Here is a strange and bitter crop.
                   (奇妙で悲惨な果実)





             "Strange Fruit"
   

ビリー・ホリデイ年表(時代背景)
 
西暦 和暦 年齢 出来事
1915 T03 1 ビリー・ホリディ生まれる
1917 T05 3 ODJB史上初のジャズをレコーディング、第1次世界大戦開戦、ストーリービル閉鎖される
1918 T06 4 キング・オリバー、シカゴで大ヒットする
1920 T08 5 禁酒法開始される、ピッツバーグでラジオ放送が開じまる
1922 T11 7 キッド・オリー、黒人初のレコーディング、キング・オリバー、ルイ・アームストロングを呼ぶ
1923 T12 8 関東大震災
1925 T12 10 ルイ・アームストロングがホット・ファイブ結成し、ジャズ史上不滅のレコーディング
1929 S04 14 大恐慌、ビッグバンド流行し始め、ニューオリンズ・スタイルからシカゴ(スイング)スタイルに
1930 S05 15 初カラー映画"King of Jazz"撮影される
1933 S08 18 ビリー初レコーディング、禁酒法終了、シカゴ万博
1934 S09 19 映画「シンフォニー・イン・ブラック」に出演する
1937 S10 22 2月父クラーレンス・ホリディ死亡、3月カウント・ベーシーと巡業に出る、ベッシー・スミス交通事故で死亡
1938 S11 23 11月アーティ・ショーとの巡業破綻する
1939 S14 24 ビリー「奇妙な果実」を歌う」、映画「風とともに去りぬ」上映される
1941 S16 26 第2次世界大戦開戦、N.Y.でビーバップ! モダーン・ジャズがはじまる
1946 S21 31 母セィディ死亡、麻薬で検挙され収監される
1947 S22 32 映画「ニューオーリンズ」出演、ルイ・アームストロングと競演する
1959 S31 44 3月レスター・ヤング死亡、 レスター・ヤングの埋葬の時、レスターの妻はビリーに歌うことを拒絶、
その嘆きと悲しみにビリーは泣き崩れる。

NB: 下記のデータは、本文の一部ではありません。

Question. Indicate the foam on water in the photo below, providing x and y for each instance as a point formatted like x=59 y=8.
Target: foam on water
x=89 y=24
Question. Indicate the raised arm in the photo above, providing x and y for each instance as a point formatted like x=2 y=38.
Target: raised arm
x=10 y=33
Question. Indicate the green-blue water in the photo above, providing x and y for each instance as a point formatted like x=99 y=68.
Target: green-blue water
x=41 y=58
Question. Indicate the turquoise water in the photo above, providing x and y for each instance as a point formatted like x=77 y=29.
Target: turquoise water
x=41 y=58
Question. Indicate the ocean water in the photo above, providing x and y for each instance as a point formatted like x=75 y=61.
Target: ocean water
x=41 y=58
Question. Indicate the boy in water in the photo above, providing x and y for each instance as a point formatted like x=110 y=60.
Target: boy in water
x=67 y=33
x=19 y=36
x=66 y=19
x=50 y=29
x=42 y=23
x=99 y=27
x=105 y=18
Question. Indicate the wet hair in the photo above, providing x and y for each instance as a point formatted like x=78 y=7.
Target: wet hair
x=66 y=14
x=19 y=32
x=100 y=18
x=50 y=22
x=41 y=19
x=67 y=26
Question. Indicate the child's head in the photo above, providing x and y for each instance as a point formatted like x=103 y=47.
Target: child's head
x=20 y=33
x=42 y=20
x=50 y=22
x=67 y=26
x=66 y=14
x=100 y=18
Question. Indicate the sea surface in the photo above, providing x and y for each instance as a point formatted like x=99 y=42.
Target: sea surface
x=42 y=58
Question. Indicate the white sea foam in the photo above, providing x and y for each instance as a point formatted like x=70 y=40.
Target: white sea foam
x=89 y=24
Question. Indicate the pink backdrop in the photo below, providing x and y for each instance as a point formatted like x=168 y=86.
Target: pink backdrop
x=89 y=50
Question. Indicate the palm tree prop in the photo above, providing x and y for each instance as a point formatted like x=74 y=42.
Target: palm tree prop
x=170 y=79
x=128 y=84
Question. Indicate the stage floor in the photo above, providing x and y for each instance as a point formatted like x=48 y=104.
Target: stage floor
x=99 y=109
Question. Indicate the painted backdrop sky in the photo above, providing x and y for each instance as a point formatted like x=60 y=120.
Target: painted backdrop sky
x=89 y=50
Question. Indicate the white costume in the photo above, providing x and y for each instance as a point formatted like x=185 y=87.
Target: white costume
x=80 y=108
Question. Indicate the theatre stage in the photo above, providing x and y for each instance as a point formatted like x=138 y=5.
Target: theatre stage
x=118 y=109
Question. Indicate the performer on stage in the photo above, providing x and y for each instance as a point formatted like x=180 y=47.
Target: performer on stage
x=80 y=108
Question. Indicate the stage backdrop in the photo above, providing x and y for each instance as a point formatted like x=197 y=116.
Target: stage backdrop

葬儀からの帰路でビリーはこう呟いたと伝えられている・・・
「あいつ等、歌わしてくれなかった。この次はあたしの番だわ。」と。
6月麻薬所持で逮捕され警察の監視下で入院。7月10日病状が急変、死期が迫ったビリーのベッド
は長時間にわたって病院の廊下に放置され、17日早朝死亡後も長らく廊下のベッドに横になった
ままだったという。


 このコンテンツはビリーの自伝から、ジャズ・シンガーとしての記述と、人種差別の記述を抜粋してまとめた。
それは制作者の私のライフワークであるジャズと、それを生み出し発展させた黒人へのオマージュであり、
従って本編では、”Strange Fruit"の出現までを取り上げている。

 自伝の第10章以降の130ページにわたる、栄光と成功、挫折と悔悟は割愛した。それらの各章のタイトルは

  ・月に笑われて
  ・いい出しかねて
  ・誰も知らない
  ・苦しみに耐えて
  ・いいあれせぬ屈辱
  ・前後を忘れて
  ・ワルな男
  ・日の当たらぬ日々
  ・生涯の夢
そして、
 ・神よ! めぐみを
である。それら後半生のサマリーは、Wikipedia(和訳)を参照されたい。